Now what it actually depends on, named precisely, because "it varies" is no use to you. The important thing to understand is what the operation does and does not do. Removing the gallbladder reliably ends gallbladder attacks, but it is not a treatment for the bile chemistry or for anything else that happened to be causing symptoms in the same neighbourhood, which is the point of the site's guide to what gallbladder removal will not fix. So ongoing symptoms usually fall into a few buckets: settling and digestive change that is still resolving in the first weeks to months, a separate and very common condition like acid reflux or indigestion that was always there and is now more noticeable, or, less often, something that does need a look such as a stone left behind in the main bile duct. The umbrella term for persistent symptoms afterwards, and how it gets sorted out, is covered in post-cholecystectomy syndrome.
Here is the line that matters for you, though. An ache and some indigestion that is easing is one thing and worth reviewing without alarm. But pain that is worsening, a fever, yellowing of the skin or eyes, or dark urine and pale stools are the signs of a retained duct stone or infection, and those are a prompt, same-week or same-day assessment, not a wait. Which bucket your particular pain sits in is exactly the thing I cannot call from here. Book in with your GP or the surgical team who did your operation, because they can examine you and, if needed, check with a blood test or scan whether anything was left behind. That is the right next step, not another eight weeks of wondering.

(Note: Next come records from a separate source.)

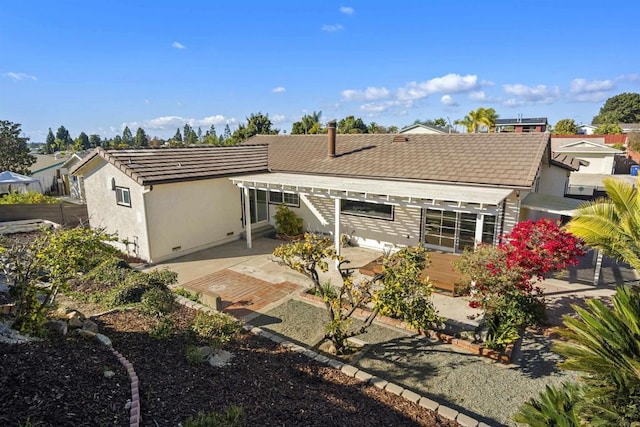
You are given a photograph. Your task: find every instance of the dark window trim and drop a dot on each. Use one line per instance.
(353, 213)
(123, 189)
(293, 205)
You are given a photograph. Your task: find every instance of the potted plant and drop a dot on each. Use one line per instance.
(288, 224)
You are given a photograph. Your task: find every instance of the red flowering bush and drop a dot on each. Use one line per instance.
(539, 247)
(531, 250)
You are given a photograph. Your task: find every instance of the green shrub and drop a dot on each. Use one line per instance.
(194, 355)
(193, 296)
(287, 222)
(28, 198)
(234, 416)
(163, 329)
(157, 302)
(216, 328)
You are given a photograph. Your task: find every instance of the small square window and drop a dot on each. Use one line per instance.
(289, 199)
(123, 197)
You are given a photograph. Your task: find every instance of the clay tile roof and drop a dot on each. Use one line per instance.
(509, 159)
(565, 161)
(163, 165)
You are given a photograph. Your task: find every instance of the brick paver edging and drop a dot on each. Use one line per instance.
(135, 417)
(478, 349)
(352, 371)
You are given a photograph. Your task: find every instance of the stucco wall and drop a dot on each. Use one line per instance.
(127, 222)
(375, 233)
(553, 180)
(189, 216)
(597, 163)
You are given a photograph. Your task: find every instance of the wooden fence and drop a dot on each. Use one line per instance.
(68, 214)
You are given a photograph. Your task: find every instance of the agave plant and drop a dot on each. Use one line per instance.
(555, 407)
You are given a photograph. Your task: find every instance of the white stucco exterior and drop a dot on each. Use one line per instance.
(166, 220)
(104, 212)
(185, 217)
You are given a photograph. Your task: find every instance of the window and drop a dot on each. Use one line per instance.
(456, 230)
(373, 210)
(289, 199)
(123, 198)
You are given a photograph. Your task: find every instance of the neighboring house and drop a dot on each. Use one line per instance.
(596, 157)
(446, 191)
(585, 129)
(168, 202)
(598, 161)
(74, 186)
(630, 127)
(420, 128)
(522, 125)
(47, 170)
(449, 192)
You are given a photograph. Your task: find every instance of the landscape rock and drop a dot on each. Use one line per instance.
(75, 315)
(75, 323)
(88, 325)
(221, 358)
(205, 351)
(86, 334)
(58, 326)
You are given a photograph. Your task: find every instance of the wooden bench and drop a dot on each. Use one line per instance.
(440, 272)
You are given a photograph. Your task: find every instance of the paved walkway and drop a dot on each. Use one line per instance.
(242, 295)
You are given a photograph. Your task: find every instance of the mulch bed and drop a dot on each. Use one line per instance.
(60, 382)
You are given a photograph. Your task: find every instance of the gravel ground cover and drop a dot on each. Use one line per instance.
(444, 373)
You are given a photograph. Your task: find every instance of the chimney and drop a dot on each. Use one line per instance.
(331, 132)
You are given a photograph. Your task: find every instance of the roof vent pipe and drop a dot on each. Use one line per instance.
(331, 143)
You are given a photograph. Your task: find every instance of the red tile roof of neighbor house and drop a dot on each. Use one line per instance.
(164, 165)
(509, 159)
(610, 139)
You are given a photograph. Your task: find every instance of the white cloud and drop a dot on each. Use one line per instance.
(450, 83)
(276, 119)
(448, 100)
(585, 86)
(331, 28)
(381, 107)
(174, 122)
(512, 102)
(582, 90)
(19, 76)
(478, 95)
(369, 94)
(347, 10)
(535, 94)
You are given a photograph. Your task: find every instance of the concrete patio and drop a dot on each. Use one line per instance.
(249, 282)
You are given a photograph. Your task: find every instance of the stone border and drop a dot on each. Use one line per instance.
(352, 371)
(478, 349)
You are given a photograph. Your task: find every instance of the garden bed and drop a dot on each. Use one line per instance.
(64, 383)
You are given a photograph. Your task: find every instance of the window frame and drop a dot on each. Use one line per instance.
(382, 216)
(120, 199)
(283, 195)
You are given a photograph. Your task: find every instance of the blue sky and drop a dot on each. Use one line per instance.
(96, 66)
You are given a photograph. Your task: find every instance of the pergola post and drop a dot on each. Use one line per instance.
(336, 231)
(247, 215)
(479, 227)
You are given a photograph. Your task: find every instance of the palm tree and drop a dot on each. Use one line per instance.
(471, 121)
(612, 224)
(477, 118)
(554, 407)
(604, 345)
(488, 117)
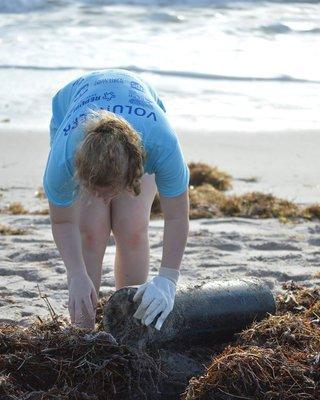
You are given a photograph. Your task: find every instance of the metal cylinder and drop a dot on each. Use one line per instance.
(213, 311)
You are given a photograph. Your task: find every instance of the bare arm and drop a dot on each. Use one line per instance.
(82, 293)
(176, 228)
(66, 234)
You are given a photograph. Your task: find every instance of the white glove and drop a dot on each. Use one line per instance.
(157, 297)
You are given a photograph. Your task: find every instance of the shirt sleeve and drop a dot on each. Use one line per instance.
(171, 171)
(59, 185)
(155, 95)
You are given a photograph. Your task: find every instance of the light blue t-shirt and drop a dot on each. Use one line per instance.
(126, 95)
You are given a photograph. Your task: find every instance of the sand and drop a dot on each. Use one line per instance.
(285, 164)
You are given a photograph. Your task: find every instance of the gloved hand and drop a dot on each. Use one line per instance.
(157, 297)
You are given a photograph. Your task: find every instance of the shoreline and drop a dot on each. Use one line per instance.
(285, 164)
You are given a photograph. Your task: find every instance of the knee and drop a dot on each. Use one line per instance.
(93, 238)
(131, 236)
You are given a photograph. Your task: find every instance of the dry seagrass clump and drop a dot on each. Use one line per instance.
(283, 330)
(207, 202)
(277, 358)
(257, 373)
(201, 173)
(299, 300)
(312, 212)
(54, 360)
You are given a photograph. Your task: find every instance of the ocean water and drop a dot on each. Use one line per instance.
(217, 64)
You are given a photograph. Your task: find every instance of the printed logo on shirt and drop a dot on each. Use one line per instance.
(136, 86)
(81, 92)
(116, 109)
(108, 80)
(136, 98)
(108, 96)
(77, 82)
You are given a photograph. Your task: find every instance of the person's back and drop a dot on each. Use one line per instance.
(124, 94)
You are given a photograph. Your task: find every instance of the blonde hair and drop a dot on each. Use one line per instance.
(111, 153)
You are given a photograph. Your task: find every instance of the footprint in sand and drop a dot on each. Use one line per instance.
(274, 246)
(314, 242)
(29, 256)
(29, 274)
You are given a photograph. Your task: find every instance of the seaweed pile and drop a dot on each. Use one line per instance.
(207, 187)
(208, 200)
(277, 358)
(53, 360)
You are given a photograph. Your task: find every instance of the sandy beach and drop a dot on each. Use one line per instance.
(285, 164)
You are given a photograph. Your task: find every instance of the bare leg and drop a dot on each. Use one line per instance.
(130, 221)
(95, 231)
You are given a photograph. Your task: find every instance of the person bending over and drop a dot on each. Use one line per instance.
(111, 149)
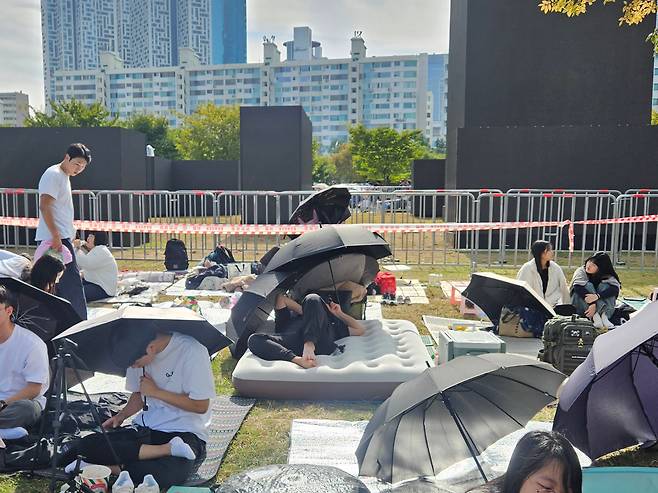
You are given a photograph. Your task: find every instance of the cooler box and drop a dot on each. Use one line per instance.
(455, 343)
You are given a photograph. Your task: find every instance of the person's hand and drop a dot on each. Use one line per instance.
(308, 356)
(56, 243)
(334, 308)
(147, 386)
(114, 422)
(591, 298)
(591, 310)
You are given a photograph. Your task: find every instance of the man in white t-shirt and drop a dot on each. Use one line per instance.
(24, 372)
(172, 385)
(56, 219)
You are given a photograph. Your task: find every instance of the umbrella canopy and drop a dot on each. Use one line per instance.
(100, 339)
(492, 292)
(611, 400)
(328, 206)
(44, 314)
(315, 246)
(453, 412)
(293, 478)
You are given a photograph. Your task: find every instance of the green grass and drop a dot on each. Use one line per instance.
(264, 436)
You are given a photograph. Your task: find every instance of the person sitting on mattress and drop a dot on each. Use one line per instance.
(171, 380)
(312, 332)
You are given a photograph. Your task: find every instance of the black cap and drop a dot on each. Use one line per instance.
(128, 344)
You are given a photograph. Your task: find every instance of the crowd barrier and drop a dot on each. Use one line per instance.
(478, 228)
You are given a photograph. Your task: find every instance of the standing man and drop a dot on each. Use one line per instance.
(24, 377)
(56, 220)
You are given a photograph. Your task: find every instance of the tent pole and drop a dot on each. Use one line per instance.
(465, 435)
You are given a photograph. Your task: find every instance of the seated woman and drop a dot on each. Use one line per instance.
(594, 290)
(542, 462)
(12, 264)
(98, 268)
(313, 332)
(44, 274)
(544, 276)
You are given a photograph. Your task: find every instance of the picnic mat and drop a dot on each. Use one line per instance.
(178, 289)
(333, 443)
(413, 289)
(228, 413)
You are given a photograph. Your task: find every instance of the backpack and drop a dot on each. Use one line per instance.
(567, 342)
(176, 255)
(221, 255)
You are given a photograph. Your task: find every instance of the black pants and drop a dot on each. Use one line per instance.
(93, 292)
(313, 326)
(167, 471)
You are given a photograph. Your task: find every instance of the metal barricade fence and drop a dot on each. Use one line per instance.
(637, 244)
(548, 206)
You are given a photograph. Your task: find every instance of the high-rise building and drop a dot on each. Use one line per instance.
(383, 91)
(229, 17)
(142, 33)
(14, 108)
(438, 83)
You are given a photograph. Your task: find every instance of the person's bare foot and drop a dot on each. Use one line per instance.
(304, 363)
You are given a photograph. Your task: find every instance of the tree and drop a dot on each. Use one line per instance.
(72, 113)
(383, 154)
(157, 131)
(632, 11)
(211, 132)
(323, 169)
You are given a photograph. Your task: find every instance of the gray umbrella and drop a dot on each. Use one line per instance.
(452, 412)
(622, 363)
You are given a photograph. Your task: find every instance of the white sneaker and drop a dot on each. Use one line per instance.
(123, 484)
(149, 485)
(606, 322)
(598, 321)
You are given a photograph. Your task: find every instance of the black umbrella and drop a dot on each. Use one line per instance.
(328, 206)
(492, 292)
(110, 343)
(328, 242)
(452, 412)
(610, 402)
(293, 478)
(44, 314)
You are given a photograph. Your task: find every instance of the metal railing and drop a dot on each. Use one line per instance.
(631, 244)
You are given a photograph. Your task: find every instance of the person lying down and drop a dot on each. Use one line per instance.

Following this closely because I'm a few months out and get the odd twinge in the same spot too and had exactly the "did it not work" panic. Reassuring to read that still having SOME stuff going on doesn't mean it was all for nothing. Get yours checked though like they're saying, mine turned out to be nothing but I only relaxed once someone had actually looked.

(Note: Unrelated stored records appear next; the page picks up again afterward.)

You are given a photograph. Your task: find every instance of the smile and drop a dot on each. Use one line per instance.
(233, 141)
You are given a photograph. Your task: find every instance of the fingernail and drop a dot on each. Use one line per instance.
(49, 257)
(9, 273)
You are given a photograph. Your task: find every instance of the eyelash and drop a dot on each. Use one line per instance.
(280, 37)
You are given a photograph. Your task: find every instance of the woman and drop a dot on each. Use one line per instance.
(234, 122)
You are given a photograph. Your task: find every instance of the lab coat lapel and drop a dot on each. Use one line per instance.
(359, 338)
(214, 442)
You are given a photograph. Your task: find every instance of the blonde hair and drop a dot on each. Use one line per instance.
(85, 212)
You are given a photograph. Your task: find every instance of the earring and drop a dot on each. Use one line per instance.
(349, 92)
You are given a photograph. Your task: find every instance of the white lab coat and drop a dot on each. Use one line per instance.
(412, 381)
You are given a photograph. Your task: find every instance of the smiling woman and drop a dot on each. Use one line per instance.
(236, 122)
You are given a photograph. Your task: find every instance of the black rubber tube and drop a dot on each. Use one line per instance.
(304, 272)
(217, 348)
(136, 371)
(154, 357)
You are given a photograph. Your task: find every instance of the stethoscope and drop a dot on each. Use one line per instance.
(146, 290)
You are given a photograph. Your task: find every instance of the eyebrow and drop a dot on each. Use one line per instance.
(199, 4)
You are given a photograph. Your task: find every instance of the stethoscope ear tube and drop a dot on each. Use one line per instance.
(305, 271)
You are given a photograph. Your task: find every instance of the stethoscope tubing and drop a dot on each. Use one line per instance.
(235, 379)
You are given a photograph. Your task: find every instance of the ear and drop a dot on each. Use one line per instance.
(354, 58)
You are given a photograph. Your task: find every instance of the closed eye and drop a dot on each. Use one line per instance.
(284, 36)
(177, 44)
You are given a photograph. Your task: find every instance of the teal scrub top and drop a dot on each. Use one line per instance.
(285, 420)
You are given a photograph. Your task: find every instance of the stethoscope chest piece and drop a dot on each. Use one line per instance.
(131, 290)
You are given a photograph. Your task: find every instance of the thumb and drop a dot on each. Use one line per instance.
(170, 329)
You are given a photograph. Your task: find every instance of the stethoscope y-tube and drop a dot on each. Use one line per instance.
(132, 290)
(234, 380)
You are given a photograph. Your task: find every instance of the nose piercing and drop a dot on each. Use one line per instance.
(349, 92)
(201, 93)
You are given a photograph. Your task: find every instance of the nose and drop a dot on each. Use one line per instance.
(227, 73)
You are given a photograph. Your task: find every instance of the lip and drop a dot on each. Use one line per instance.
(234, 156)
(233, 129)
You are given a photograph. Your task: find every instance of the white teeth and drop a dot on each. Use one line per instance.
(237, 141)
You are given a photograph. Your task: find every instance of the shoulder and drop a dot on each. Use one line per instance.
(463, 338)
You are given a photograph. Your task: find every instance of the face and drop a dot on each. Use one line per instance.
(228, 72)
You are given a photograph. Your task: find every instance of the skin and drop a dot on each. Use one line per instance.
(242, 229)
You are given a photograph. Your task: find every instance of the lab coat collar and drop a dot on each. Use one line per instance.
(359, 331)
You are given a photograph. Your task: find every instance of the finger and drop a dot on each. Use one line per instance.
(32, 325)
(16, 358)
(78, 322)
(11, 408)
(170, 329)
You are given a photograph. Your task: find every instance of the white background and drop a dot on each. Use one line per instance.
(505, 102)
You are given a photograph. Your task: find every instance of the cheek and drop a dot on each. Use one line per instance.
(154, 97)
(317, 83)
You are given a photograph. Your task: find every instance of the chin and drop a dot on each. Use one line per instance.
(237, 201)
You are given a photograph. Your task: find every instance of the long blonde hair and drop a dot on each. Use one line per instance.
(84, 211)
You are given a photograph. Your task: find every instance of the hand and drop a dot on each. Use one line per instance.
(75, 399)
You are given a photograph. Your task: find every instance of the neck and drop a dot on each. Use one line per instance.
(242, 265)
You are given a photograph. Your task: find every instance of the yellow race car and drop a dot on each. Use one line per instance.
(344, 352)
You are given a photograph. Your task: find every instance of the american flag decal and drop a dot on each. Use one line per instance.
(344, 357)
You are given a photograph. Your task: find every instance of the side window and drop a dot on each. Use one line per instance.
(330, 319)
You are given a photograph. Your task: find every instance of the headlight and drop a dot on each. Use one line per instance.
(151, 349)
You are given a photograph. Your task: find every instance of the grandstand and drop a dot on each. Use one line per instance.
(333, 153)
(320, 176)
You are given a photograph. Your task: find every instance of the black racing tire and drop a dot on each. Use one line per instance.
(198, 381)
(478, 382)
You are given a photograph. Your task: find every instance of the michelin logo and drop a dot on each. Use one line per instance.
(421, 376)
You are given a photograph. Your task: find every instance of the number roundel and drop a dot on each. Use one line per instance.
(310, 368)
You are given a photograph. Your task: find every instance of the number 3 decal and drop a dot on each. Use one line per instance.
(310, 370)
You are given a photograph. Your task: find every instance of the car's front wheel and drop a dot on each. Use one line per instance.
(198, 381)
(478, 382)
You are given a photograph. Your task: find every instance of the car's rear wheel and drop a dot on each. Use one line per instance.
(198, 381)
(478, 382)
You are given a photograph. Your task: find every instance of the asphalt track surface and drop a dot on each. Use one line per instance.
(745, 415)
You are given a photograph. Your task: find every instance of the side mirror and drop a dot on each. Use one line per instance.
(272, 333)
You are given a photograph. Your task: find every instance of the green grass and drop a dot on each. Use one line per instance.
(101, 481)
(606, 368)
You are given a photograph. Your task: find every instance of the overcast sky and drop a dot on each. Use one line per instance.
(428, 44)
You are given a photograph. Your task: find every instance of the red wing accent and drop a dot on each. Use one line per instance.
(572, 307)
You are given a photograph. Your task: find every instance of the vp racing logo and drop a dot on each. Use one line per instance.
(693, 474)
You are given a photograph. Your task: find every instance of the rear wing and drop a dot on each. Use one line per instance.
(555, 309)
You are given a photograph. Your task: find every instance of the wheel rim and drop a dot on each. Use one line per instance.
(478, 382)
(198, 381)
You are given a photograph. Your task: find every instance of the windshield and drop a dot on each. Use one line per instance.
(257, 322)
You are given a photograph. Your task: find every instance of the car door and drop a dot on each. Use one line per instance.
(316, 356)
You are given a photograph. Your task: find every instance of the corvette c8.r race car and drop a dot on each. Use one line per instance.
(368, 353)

Update and it's a relief. I went to my GP with the red flag list from this thread, no fever no yellowing so not an emergency, and after a chat and some tests it turns out it's reflux, completely separate from the gallbladder, and it's already settling with a small tablet and eating a bit slower. So the operation DID work, the attacks really are gone, this was just a different thing wearing the same costume in the same spot. Wish I'd known that distinction weeks ago instead of catastrophising. Thank you for talking me into getting it looked at properly.